Safety for Order Pickers

  • Use mechanical aids when lifting loads of 51 pounds or more. According to NIOSH, 51 pounds is the maximum weight workers should try to lift — only with two hands, and only under ideal conditions. Mobile Lift Tables are an ideal option for order pickers faced with loads of more than 50 pounds or repetitive lifting/lowering tasks.

  • Use Lift Tables to slide, rather than lift, heavy or cumbersome SKUs. Simply align the surface of the lift with the shelf, and slide cartons onto the Table. From there, it’s easy to slide cartons onto an Order Picking Cart or conveyor belt for a virtually risk-free material handling solution.

  • When lifting heavy items is unavoidable, use mechanical devices such as Lift Tables to set the item at waist-level before attempting the task. Lift with both arms while distributing the weight evenly. Never lift items from below waist-level or from above the shoulders.

  • Periodically rotate order pickers to jobs that don't involve lifting or reaching. The risk of injury increases with the frequency of a given motion. Managers could train order pickers and packers to switch jobs midway through shifts, for instance. This sort of job-sharing will reduce muscular strain across the facility, helping to prevent musculoskeletal injuries.

  • Whenever possible, store pallet loads above floor-level. This will help order pickers keep work within the area NIOSH calls the "power zone...above the knees, below the shoulders, and close to the body."

Keeping all work within this power zone reduces ergonomic risks associated with common order picking tasks. Self-Leveling Lift Tables from Solus Group offer a simple way to locate any warehouse task within the power zone, even as loads increase or decrease.

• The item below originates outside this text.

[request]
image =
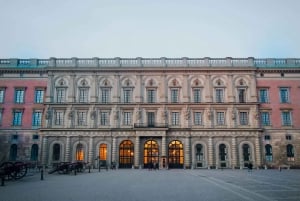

The OSHA eTool for ergonomics in grocery warehousing points out a common difficulty for order pickers in any type of warehouse. After pointing out the value of mechanical assistance for order pickers, the resource states that, "Because employees move about the warehouse, development of mechanical aids to assist with heavy lifting or reducing awkward postures is difficult."

Mobile Lift Tables from Solus Group offer a solution. These heavy duty lifting devices travel easily through warehouse aisles, accompanying order pickers just like a traditional Order Picking Cart. But with weight capacities of up to 1,200 pounds and heights of up to 79 inches, Mobile Lift Tables provide the lifting assistance that order pickers need to prevent straining muscles.

To truly excel at warehouse safety, managers must train order pickers to avoid risky motions. But they must also provide ergonomic equipment that takes the load from a worker’s back.

References:

Cable, Josh. “NIOSH: Order-Pickers Could Be at Risk If Production Volume Increases.” EHSToday. Penton, 11 Sept. 2006. Web. 1 Dec. 2016.

Ergonomic Guidelines for Manual Material Handling.” CDC. National Institute for Occupational Safety and Health, Centers for Disease Control and Prevention, 2007. PDF. 1 Dec. 2016.

Grocery Warehousing Ergonomics.” OSHA. Occupational Safety & Health Administration, United States Department of Labor, n.d. Web. 1 Dec. 2016.